Chapter 4 Visualizing Edges

In this chapter, we continue to use the American Mafia data introduced in Chapter 2.

This chapter covers the following topics:

  • How to convert point data into line geometry
  • How to visualize edges with constant color and size
  • How to visualize edges with varying edge width by attributes
  • How to visualize edges with varying edge color by attributes
  • How to visualize edges with varying edge size and edge color with a combined legend

You will be able to find a copy of all the codes at the bottom of the page.

Before proceeding to the codes, please load the following packages:

library(sf) #for using spatial objects 
library(tidyverse) #for using tidy syntax 
library(tmap) #for visualizing maps 
library(tigris) #for downloading TIGER boundary shapefiles 
library(stplanr) #for using od2line function to convert points to lines
library(igraph) #for calculating node degree
library(SSNtools) #load sample datasets MafiaNodes and MafiaEdges

4.1 Convert Points into Lines

4.1.1 Method 1: Use od2line function in stplanr package.

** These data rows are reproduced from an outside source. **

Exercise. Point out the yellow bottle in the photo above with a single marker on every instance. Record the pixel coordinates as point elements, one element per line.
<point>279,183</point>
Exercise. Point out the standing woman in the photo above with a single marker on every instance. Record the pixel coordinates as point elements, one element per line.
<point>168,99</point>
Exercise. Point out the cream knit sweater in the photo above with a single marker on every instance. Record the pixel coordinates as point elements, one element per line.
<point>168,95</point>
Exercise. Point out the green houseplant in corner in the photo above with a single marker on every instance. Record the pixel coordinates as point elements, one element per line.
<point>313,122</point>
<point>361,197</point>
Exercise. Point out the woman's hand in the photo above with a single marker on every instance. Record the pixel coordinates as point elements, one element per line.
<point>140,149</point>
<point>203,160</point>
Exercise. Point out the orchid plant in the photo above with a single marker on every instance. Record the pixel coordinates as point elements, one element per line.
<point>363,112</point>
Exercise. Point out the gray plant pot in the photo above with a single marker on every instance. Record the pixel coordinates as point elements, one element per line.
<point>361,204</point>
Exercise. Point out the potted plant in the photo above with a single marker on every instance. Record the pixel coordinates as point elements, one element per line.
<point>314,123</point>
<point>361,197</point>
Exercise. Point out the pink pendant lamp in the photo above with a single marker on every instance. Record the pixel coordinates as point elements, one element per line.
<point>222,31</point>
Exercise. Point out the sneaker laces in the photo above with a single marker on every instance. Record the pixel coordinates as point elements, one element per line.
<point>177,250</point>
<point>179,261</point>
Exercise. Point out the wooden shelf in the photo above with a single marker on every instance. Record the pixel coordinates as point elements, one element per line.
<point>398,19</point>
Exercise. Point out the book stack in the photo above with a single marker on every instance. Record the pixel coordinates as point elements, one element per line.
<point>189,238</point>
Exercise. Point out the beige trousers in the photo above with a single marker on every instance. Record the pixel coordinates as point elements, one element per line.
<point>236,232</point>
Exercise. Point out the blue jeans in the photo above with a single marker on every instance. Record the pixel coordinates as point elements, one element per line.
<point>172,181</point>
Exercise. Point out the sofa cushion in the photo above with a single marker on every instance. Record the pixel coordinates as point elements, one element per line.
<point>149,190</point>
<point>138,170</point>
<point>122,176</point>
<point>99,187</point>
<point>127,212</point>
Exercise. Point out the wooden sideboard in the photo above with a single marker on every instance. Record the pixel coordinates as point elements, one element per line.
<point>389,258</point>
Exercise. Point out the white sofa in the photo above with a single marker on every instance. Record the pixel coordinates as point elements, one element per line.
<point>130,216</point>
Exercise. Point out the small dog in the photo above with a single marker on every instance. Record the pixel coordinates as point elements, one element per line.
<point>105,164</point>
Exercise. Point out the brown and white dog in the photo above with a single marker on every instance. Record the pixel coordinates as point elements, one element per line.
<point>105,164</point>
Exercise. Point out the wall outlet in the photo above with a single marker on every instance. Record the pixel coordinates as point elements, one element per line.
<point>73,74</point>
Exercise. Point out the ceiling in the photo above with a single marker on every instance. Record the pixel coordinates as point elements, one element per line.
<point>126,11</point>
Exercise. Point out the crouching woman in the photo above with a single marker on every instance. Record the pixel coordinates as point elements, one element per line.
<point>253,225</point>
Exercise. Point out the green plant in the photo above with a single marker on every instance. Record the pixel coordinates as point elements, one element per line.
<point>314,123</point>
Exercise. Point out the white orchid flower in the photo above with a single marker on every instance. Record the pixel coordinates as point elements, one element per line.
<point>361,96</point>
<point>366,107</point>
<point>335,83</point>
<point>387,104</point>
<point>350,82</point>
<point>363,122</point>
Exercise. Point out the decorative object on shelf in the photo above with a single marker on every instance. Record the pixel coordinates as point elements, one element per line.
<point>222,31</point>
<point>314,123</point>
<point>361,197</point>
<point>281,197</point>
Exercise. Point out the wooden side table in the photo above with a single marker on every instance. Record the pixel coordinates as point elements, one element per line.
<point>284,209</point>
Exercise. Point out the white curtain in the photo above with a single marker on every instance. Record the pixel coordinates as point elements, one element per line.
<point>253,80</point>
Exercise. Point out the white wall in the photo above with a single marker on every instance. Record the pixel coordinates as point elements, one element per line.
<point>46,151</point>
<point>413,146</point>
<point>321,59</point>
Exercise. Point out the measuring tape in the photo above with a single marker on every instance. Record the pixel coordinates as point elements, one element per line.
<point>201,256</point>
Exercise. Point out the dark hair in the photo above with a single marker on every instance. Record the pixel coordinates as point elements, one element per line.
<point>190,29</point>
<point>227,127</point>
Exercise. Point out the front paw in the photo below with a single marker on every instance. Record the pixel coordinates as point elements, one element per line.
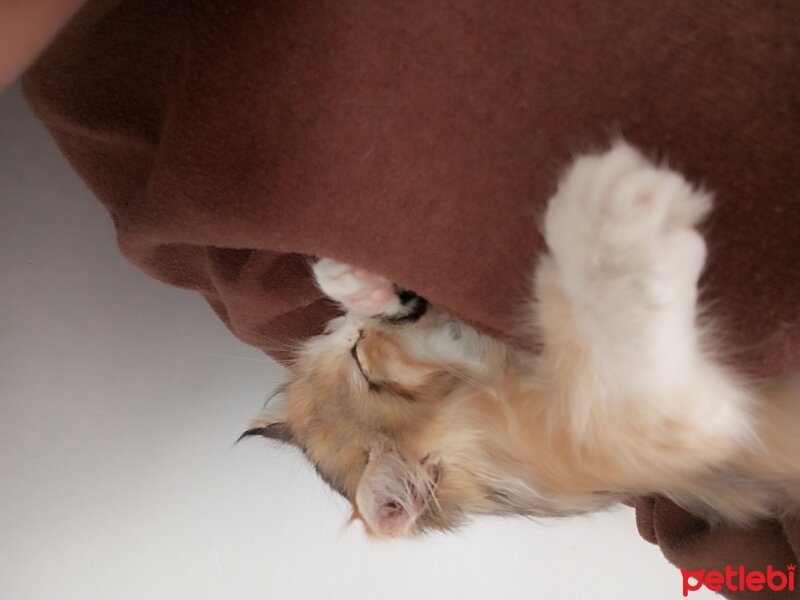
<point>618,216</point>
<point>358,290</point>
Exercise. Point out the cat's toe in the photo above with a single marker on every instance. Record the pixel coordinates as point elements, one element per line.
<point>357,289</point>
<point>619,204</point>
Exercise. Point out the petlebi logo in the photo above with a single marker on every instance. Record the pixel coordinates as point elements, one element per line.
<point>739,579</point>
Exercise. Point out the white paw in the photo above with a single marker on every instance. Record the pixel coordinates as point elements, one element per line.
<point>358,290</point>
<point>618,216</point>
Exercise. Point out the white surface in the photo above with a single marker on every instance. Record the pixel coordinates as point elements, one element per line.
<point>120,398</point>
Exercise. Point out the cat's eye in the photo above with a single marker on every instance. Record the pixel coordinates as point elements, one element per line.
<point>354,353</point>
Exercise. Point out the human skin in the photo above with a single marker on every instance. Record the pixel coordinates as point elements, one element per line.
<point>26,27</point>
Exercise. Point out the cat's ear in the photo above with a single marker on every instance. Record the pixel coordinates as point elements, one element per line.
<point>272,423</point>
<point>392,493</point>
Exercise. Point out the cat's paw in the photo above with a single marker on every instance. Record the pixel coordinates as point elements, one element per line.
<point>358,290</point>
<point>617,215</point>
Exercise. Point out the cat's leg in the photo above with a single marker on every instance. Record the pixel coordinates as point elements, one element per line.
<point>365,293</point>
<point>617,306</point>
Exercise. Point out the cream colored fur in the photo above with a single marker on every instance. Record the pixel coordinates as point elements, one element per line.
<point>421,425</point>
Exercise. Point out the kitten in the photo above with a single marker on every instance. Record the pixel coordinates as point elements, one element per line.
<point>420,421</point>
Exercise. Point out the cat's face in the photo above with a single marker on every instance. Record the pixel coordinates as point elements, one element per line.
<point>383,423</point>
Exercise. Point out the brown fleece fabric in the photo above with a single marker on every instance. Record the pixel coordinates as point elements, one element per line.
<point>421,139</point>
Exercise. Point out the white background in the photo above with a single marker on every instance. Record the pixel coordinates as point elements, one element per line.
<point>120,398</point>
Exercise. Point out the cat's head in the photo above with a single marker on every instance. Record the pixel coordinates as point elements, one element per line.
<point>388,425</point>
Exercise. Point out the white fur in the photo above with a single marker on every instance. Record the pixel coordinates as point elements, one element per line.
<point>359,291</point>
<point>626,257</point>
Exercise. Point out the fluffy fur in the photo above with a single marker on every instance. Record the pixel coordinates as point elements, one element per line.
<point>422,424</point>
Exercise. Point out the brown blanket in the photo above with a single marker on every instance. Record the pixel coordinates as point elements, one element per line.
<point>229,140</point>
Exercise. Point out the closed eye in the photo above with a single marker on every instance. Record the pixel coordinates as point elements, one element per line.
<point>373,387</point>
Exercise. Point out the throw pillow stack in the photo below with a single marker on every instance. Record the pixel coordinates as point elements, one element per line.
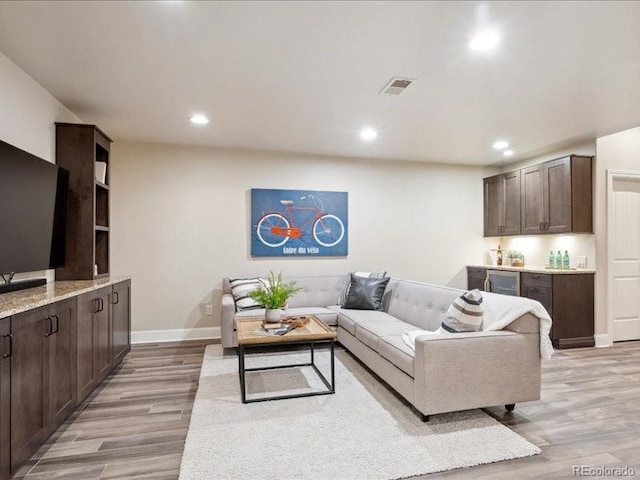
<point>465,314</point>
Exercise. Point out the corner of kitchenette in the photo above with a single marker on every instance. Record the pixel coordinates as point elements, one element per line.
<point>538,229</point>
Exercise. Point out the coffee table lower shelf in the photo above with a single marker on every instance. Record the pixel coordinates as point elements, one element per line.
<point>331,386</point>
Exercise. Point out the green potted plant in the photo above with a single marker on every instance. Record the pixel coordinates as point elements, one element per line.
<point>274,295</point>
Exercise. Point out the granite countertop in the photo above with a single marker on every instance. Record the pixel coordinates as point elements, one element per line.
<point>13,303</point>
<point>536,269</point>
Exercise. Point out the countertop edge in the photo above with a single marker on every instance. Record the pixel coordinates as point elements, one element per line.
<point>13,303</point>
<point>535,269</point>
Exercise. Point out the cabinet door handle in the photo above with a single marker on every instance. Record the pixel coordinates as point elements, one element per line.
<point>50,329</point>
<point>10,349</point>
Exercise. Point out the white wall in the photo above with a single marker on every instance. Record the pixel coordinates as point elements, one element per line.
<point>536,247</point>
<point>620,151</point>
<point>180,222</point>
<point>27,116</point>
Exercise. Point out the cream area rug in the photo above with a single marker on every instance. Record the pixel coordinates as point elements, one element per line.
<point>363,431</point>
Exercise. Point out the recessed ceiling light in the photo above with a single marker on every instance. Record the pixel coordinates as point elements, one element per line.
<point>500,145</point>
<point>368,133</point>
<point>199,119</point>
<point>484,41</point>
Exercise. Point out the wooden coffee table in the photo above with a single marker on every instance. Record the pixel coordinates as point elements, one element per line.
<point>313,333</point>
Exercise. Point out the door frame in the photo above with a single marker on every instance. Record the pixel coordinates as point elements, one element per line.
<point>612,176</point>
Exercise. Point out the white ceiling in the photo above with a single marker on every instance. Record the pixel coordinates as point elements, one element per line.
<point>304,77</point>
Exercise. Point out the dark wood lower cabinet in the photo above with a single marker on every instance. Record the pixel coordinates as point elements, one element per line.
<point>569,299</point>
<point>121,316</point>
<point>5,398</point>
<point>94,340</point>
<point>28,384</point>
<point>51,358</point>
<point>61,349</point>
<point>43,379</point>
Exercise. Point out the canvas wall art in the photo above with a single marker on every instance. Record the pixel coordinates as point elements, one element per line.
<point>299,223</point>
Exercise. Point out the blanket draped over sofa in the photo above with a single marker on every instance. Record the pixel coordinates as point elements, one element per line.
<point>499,365</point>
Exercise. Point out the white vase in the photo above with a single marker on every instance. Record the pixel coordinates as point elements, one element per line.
<point>272,315</point>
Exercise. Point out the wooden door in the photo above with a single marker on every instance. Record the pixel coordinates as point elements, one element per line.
<point>85,339</point>
<point>5,401</point>
<point>557,195</point>
<point>532,207</point>
<point>61,346</point>
<point>493,198</point>
<point>624,260</point>
<point>121,320</point>
<point>102,334</point>
<point>511,203</point>
<point>28,385</point>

od2line takes in two arguments: 1) an OD dataframe that assumes the first two column contains the origin and destination variables, and 2) a shapefile that can be matched to the origin and destinations. In our case, the first dataframe is MafiaEdges, and the second is MafiaNodes converted into an sf geometry object. This method is particularly useful if you stores your OD dataframe and your shapefile separately. This is also the easiest way for our dataset to convert into lines. The only downside is that you have one more package dependency. We encourage readers to explore other useful OD-related functions in the stplanr package, such as dist_google(), od_coords2line(), od_to_odmatrix() and so on.

#library(SSNtools)
#library(tidyverse)
#library(stplanr)

data(MafiaNodes)
data(MafiaEdges)

# convert MafiaNodes to an sf geometry object (shapefile)
MafiaSpatial = MafiaNodes %>% 
  st_as_sf(coords=c("LonX", "LatY"), crs = 4326) 

# create line geometry 
MafiaEdges_toLine = od2line(MafiaEdges, MafiaSpatial)

# print first three rows 
MafiaEdges_toLine[c(1:3),]
## Simple feature collection with 3 features and 2 fields
## Geometry type: LINESTRING
## Dimension:     XY
## Bounding box:  xmin: -80.1252 ymin: 25.9783 xmax: -73.9652 ymax: 40.7449
## Geodetic CRS:  WGS 84
##         Source           Target                       geometry
## 1 CARUSO-FRANK     LISI-GAETANO LINESTRING (-74.0049 40.613...
## 2 LANSKY-MEYER    GAMBINO-CARLO LINESTRING (-80.1252 25.978...
## 3 CARUSO-FRANK DIMAGGIO-ROSARIO LINESTRING (-74.0049 40.613...

4.1.2 Method 2: Group by lineID and Summarize Points into Line

The second one is to group the points coordinates by line ID, summarize the geometry (you can also flow values in the same statement if available), and then use st_cast in the sf package to turn the grouped point coordinates into a line geometry. This method is particularly useful if your points are organized by line ID and if you do not want to use extra packages. It is also convenient for visualizing GPS trajectory data because each row tends to be a point data associated with a line ID and you want to connect all the points that represent one trajectory.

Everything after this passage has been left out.